A teenage boy and a middle-aged man wake up in the wilderness chained to one another. They each have a gun duct-taped to their hands and attached to a nearby tree is a note instructing that one of them must die before nightfall. As they attempt to free themselves, it becomes apparent that whoever has orchestrated their situation is close by and watching their every move. With no hope of bluffing their malefactor, they grapple with the notion that one of them must die. Before long, their state of mind begins to fray and a heavy sense of dread looms.

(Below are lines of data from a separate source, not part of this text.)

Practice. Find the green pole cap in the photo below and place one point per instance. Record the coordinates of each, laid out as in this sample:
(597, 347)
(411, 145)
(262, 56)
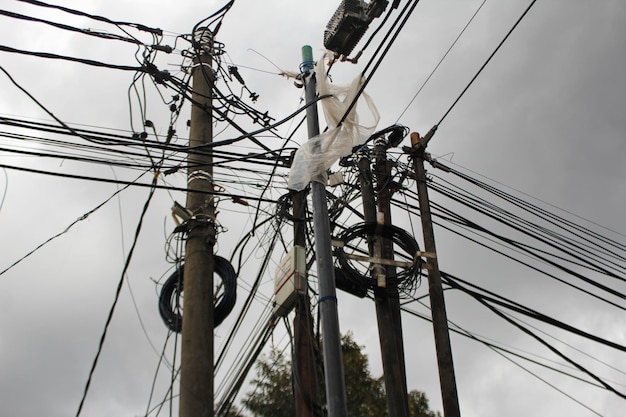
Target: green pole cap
(307, 54)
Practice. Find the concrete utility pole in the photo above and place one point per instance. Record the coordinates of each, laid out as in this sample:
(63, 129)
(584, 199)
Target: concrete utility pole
(305, 386)
(447, 378)
(386, 297)
(196, 377)
(333, 360)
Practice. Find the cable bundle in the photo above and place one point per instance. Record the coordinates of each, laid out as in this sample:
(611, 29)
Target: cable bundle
(405, 278)
(172, 289)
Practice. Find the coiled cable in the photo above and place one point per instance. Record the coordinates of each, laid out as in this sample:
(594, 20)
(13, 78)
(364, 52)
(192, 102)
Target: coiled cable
(169, 298)
(405, 278)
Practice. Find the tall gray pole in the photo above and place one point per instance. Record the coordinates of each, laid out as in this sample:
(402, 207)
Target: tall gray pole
(447, 379)
(196, 375)
(333, 362)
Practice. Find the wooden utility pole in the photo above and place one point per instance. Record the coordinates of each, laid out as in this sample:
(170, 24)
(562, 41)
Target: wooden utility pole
(305, 385)
(447, 378)
(386, 297)
(196, 377)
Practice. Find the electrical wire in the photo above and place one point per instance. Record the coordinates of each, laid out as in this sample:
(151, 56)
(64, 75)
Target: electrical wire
(116, 298)
(67, 229)
(419, 90)
(137, 26)
(480, 70)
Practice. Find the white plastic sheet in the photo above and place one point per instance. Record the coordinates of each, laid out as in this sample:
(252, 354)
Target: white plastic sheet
(318, 154)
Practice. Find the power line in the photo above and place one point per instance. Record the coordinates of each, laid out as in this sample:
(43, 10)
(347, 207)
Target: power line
(137, 26)
(487, 62)
(117, 295)
(441, 60)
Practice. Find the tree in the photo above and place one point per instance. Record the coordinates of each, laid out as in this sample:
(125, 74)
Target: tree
(272, 393)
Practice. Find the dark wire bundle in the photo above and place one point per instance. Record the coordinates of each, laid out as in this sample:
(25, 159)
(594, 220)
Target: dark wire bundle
(406, 279)
(169, 299)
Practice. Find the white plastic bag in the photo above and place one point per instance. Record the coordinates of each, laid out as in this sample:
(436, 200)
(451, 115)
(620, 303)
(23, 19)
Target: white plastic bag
(319, 153)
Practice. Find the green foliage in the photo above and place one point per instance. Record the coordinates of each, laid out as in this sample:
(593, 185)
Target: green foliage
(272, 395)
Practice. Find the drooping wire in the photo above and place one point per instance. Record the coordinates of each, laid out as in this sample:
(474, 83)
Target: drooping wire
(480, 70)
(486, 301)
(67, 229)
(441, 60)
(94, 17)
(117, 295)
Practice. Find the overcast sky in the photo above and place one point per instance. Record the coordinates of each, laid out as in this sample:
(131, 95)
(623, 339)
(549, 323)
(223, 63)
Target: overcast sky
(545, 120)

And with that simple – I guess you could say – Saw-inspired concept, Onus presents itself as a smart and gripping thriller. The first striking quality about the film is the setting and the manner in which the characters are placed in their environment. The camera moves slowly, with effective tracking shots and a practical use of hand-held, and the score adds an ongoing uneasiness that compliments the circumstance.
Forgetting that the film has been prefaced with a “Chapter One” title card, I was curious as to how the film would maintain its tension. The interaction between the characters advances so quickly that by the time the film is halfway into its 100-minute running time, all avenues and reveals seem to be exhausted. Fade to black. The “Chapter Two” title card appears. Ah, of course.

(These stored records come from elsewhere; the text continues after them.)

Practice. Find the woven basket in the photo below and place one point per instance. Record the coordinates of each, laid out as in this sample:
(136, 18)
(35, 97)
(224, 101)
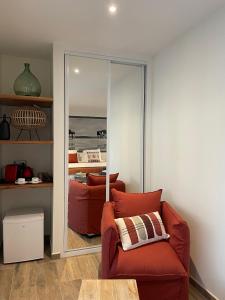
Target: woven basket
(28, 118)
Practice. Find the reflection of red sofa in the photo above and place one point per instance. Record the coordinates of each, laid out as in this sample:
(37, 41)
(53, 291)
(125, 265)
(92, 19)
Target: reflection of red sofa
(85, 206)
(161, 269)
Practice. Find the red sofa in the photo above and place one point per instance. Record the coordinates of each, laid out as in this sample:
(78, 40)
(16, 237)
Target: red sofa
(85, 204)
(161, 269)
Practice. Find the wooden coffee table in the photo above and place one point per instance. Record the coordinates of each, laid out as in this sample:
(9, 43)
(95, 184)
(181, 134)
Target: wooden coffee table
(124, 289)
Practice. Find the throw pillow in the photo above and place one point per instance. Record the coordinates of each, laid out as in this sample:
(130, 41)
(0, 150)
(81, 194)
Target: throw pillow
(72, 156)
(92, 155)
(140, 230)
(100, 180)
(128, 204)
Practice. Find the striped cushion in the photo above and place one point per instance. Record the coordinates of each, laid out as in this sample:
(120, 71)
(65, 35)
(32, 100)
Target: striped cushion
(139, 230)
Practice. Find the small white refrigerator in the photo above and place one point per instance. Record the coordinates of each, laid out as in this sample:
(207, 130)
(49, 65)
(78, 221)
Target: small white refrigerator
(23, 235)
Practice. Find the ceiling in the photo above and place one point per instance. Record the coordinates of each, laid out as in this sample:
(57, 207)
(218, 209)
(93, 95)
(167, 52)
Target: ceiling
(138, 30)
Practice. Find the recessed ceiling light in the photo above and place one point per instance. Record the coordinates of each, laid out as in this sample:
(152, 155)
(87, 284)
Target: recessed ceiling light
(112, 9)
(77, 71)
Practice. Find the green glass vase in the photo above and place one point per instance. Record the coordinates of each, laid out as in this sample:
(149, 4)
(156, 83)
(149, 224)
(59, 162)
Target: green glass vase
(26, 84)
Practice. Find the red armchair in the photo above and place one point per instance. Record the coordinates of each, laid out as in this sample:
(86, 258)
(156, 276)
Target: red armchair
(161, 269)
(85, 205)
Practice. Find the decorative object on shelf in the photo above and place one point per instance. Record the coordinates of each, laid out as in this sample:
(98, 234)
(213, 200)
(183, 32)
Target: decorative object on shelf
(5, 128)
(28, 119)
(27, 173)
(27, 84)
(102, 133)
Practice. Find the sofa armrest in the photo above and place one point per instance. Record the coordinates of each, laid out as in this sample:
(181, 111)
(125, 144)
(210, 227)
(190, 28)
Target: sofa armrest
(110, 238)
(179, 233)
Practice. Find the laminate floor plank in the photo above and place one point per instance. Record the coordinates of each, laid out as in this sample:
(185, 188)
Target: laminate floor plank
(28, 293)
(5, 283)
(70, 290)
(76, 240)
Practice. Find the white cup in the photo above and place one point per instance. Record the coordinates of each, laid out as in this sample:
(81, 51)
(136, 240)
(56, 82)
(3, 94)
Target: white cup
(35, 180)
(21, 180)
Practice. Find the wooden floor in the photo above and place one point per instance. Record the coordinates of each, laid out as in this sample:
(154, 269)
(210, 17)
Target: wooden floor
(52, 279)
(76, 240)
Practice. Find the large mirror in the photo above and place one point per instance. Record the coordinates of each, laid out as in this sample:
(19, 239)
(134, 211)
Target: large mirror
(104, 141)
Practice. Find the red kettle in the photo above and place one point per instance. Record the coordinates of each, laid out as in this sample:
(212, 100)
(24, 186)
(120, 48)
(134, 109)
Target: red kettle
(27, 173)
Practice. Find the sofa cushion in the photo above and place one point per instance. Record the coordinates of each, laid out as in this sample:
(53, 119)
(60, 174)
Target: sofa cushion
(100, 180)
(128, 205)
(72, 158)
(140, 230)
(156, 261)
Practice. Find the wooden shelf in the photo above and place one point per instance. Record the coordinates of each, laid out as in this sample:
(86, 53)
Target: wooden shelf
(11, 142)
(10, 186)
(14, 100)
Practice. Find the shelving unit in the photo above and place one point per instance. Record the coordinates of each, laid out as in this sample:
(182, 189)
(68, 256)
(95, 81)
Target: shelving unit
(13, 142)
(14, 100)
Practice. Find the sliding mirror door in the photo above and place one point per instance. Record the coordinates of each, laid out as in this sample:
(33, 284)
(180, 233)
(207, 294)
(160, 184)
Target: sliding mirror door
(126, 124)
(86, 127)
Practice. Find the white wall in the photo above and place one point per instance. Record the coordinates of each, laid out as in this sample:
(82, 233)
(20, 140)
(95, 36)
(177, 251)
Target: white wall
(188, 142)
(125, 125)
(58, 160)
(39, 157)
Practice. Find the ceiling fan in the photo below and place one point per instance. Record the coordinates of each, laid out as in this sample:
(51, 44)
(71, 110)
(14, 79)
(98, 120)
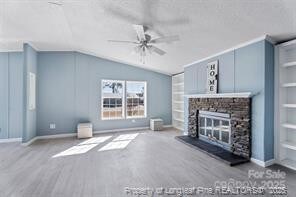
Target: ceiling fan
(145, 42)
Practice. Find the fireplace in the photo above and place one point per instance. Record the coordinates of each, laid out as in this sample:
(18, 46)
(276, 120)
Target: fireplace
(215, 128)
(223, 122)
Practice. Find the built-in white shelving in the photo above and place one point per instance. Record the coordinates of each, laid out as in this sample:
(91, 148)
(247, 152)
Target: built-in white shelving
(178, 101)
(285, 104)
(179, 84)
(289, 126)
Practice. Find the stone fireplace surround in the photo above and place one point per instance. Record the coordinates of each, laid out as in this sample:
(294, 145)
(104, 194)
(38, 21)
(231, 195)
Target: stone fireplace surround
(238, 105)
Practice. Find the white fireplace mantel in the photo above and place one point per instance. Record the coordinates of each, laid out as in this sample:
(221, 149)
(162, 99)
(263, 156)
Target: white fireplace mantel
(221, 95)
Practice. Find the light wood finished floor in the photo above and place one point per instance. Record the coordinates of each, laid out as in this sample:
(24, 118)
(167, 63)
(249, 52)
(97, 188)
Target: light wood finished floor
(152, 159)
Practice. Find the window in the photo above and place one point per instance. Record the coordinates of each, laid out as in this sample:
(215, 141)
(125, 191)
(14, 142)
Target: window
(122, 99)
(135, 99)
(112, 99)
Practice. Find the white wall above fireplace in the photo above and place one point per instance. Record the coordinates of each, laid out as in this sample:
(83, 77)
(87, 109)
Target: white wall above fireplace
(220, 95)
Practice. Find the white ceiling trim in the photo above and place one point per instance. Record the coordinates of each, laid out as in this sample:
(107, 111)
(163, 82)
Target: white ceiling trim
(264, 37)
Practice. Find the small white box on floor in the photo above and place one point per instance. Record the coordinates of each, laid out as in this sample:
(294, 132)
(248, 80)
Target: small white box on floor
(156, 124)
(84, 130)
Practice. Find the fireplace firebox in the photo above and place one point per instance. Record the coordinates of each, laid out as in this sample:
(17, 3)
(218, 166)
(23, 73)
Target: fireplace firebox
(215, 128)
(225, 122)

Following the events in the woods between the two captives, we are introduced to the boy’s mother and the man’s wife. The mother struggles to comprehend what happened to her son and sets about finding the truth. From this point the appeal of the film is lost, and what remains is long-winded, poorly written and substandard. The proficient cinematography and controlled pacing of the first chapter are thrown out the window and replaced with an incessant use of hand-held, an overuse of colour grading and a whole lot of over-long cross dissolves.
Director George Clark (Battle to the Bone, Splash Area) has drawn his influence from two separate genres and stitched them together without much consideration for covering the seams. On one hand he demonstrates a high level of skill in producing a good-looking film on a shoe-string budget, while on the other hand he has exposed his weaknesses and delivered 45-minutes of footage that feels like a 2nd year student film.
Was I so impressed by the first half of the film that I can forgive the second half? Or was I so disappointed by the second half that I can’t forgive the first? Onus has torn this reviewer down the middle, and just like the lop-sided nature of the narrative, my verdict hinges. My quick instinct is to judge the film evenly with a rating of 5 out of 10. However, when I replay the initial events in my head and think of the two consummate performances given by Robert Render and Anthony Boyle, an extra point finds itself well deserved.